Assuming a flat cap, 14 of the 30 other NHL teams currently have $15M+ in cap space for next season. A lot of them owe very few raises next year and there are a chunk of good team in the mix:
Detroit: $34M to fill 12 roster spots
Buffalo: $33M to fill 13 roster spots
Florida: $20M to fill 10 roster spots
Montreal: $18M to fill 7 roster spots
Ottawa: $39M to fill 14 roster spots
Boston: $18M to fill 5 roster spots
New Jersey: $25M to fill 13 roster spots
Calgary: $16M to fill 9 roster spots
Los Angeles: $20M to fill 7 roster spots
Vancouver: $17M to fill 8 roster spots
Colorado: $22.5M to fill 9 roster spots
Dallas: $19.5M to fill 8 roster spots
Minnesota: $16M to fill 6 roster spots
Winnipeg: $16M to fill 10 roster spots (almost all of them are RFAs with no arb rights or depth fills)
Other potential suitors with $10M+ in space and enough cap flexibility to make a Petro contract work with marginal pain to their roster:
Columbus: $10M to fill a couple roster spots (exact number is murky considering which injury fill ins they view as NHL players next year)
NY Rangers: $13M to fill 7 roster spots
NY Islanders: $10M to fill 3 roster spots
Edmonton: $10M to fill 7 roster spots (they would likely have to make a move to make everything work, but of the 7 open spots, Athanasiou is the only guy due real money)
Anaheim: $12.5M to fill 5 roster spots (assuming Kesler is LTIRetired)

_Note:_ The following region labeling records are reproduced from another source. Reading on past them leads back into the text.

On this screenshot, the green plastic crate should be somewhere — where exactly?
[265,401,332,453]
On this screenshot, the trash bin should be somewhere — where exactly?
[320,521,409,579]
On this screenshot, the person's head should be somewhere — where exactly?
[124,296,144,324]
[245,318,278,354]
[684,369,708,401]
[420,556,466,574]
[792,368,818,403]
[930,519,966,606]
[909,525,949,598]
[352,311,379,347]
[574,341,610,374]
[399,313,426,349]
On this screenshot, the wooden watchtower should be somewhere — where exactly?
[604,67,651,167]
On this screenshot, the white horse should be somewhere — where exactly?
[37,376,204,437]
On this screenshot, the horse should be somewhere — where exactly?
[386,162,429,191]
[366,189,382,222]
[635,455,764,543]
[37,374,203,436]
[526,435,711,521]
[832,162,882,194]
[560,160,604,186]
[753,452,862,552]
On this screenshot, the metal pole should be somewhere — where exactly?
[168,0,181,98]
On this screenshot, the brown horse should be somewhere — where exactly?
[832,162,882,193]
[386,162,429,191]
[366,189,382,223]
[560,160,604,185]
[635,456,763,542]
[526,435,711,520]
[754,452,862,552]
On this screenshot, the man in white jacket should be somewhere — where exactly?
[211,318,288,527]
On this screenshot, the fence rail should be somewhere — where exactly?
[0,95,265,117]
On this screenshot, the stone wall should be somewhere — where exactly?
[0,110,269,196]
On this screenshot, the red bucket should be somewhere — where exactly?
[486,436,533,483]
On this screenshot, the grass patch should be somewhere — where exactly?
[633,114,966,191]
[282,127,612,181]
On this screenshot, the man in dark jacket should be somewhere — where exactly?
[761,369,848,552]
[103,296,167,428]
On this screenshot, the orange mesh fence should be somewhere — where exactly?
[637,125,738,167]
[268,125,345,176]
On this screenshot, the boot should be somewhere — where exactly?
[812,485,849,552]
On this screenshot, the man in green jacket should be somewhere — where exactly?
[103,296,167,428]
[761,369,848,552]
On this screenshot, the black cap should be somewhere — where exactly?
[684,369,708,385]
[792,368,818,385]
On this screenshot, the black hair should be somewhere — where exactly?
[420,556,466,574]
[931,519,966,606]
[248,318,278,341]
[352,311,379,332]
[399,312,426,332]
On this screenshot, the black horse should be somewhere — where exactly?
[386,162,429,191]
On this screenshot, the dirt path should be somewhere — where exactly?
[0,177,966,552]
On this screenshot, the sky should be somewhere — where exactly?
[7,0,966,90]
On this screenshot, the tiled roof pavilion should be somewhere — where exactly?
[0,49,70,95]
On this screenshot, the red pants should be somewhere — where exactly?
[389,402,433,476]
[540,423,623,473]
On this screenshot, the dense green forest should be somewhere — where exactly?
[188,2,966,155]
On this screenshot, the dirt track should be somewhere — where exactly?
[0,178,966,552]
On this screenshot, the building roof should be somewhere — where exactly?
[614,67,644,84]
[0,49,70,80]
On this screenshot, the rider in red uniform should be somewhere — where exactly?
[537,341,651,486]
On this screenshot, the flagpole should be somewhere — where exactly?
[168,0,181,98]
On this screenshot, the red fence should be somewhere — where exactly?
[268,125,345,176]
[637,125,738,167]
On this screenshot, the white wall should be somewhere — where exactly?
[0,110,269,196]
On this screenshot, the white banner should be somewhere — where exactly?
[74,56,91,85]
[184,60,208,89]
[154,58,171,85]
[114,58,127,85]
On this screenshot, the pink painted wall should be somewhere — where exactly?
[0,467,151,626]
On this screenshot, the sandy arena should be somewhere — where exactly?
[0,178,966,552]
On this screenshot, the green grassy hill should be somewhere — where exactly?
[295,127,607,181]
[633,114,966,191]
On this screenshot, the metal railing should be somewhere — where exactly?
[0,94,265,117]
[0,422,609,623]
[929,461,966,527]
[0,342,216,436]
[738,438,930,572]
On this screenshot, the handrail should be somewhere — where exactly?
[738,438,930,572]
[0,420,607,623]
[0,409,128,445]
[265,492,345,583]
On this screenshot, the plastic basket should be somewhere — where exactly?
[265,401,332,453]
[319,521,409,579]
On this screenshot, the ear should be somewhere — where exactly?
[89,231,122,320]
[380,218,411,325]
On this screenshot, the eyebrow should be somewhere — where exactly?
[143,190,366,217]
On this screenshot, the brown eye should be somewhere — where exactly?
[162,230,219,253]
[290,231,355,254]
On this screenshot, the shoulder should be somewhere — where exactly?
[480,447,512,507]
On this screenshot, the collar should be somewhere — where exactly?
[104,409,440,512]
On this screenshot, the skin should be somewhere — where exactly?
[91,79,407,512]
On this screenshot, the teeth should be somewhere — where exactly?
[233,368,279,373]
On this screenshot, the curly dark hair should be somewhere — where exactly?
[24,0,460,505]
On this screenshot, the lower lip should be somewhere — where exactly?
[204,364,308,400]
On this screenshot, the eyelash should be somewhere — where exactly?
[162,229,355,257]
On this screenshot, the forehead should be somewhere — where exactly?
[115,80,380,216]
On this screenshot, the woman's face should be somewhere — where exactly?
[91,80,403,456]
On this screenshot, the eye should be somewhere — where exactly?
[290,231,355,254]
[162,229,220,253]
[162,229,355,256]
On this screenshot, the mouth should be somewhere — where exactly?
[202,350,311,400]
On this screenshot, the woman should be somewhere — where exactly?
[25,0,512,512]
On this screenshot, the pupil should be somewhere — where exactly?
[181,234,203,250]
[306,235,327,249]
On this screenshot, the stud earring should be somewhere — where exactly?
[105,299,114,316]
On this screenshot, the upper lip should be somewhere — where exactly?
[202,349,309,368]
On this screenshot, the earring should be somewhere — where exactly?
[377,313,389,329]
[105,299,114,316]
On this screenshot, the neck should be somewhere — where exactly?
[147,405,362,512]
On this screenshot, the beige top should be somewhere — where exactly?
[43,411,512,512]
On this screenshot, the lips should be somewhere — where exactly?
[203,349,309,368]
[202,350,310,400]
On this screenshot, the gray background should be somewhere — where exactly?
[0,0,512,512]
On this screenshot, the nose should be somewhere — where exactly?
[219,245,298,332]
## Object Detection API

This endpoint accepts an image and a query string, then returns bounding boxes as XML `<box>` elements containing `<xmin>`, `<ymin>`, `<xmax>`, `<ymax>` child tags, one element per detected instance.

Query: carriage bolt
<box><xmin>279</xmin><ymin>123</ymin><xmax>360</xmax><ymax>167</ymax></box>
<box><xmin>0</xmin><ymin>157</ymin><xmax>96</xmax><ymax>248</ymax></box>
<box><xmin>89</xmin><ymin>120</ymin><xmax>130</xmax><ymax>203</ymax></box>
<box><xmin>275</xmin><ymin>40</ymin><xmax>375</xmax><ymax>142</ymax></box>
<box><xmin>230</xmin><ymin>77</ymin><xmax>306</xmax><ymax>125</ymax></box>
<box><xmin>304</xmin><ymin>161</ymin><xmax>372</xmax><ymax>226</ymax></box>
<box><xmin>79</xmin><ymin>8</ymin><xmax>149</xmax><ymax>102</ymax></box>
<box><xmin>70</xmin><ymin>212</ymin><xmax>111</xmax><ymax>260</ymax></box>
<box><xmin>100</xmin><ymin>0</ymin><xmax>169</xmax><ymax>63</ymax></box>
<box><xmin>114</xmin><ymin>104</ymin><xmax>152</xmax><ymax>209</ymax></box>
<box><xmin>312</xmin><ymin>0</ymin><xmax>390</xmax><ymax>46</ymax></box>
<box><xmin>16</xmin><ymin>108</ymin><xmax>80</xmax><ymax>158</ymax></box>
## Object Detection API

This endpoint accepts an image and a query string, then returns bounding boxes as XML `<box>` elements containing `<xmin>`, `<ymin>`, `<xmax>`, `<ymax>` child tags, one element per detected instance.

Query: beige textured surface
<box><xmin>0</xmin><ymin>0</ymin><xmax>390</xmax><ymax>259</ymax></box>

That's two thirds of the league that has the space for Petro or could create the space easier than we can. Petro might be the top UFA on the market this year. He is without question top 3. A flat cap probably impacts the final number for Petro, but it doesn't decimate the market. The $4.5M jump after Vegas expansion brought in a huge new revenue stream is the only time in the last 5 years that the cap has gone up by $2.5M or more. We heard $84M-$88M estimates less than 2 weeks before the pandemic hit, but most people assumed we would be on the low end of that scale (remember when the NHL predicted that this year's cap would be $83M?). There was absolutely no reason for teams to be assuming a cap higher than $84M when they were doing long term budget analysis last year and there were only 10 days between the optimism of an $84M-$88M number before canceling games and looking at the harsh reality of decreased revenue. There were only 2 contracts given out with $1M+ AAVs between the announcement of that estimate and the league shutdown. It isn't like GMs committed a bunch of money to guys based on a larger-than-expected cap projection. Realistically, a flat cap will mean a salary cap that is $2M or maybe $3M less than what GMs were budgeting for. That will impact the market, but it doesn't knock many teams out of the running for top tier UFAs.
A flat cap will hurt Petro's final value just like it will hurt all UFA's final value, but it isn't going to be a nightmare scenario where half the league is screwed against the cap.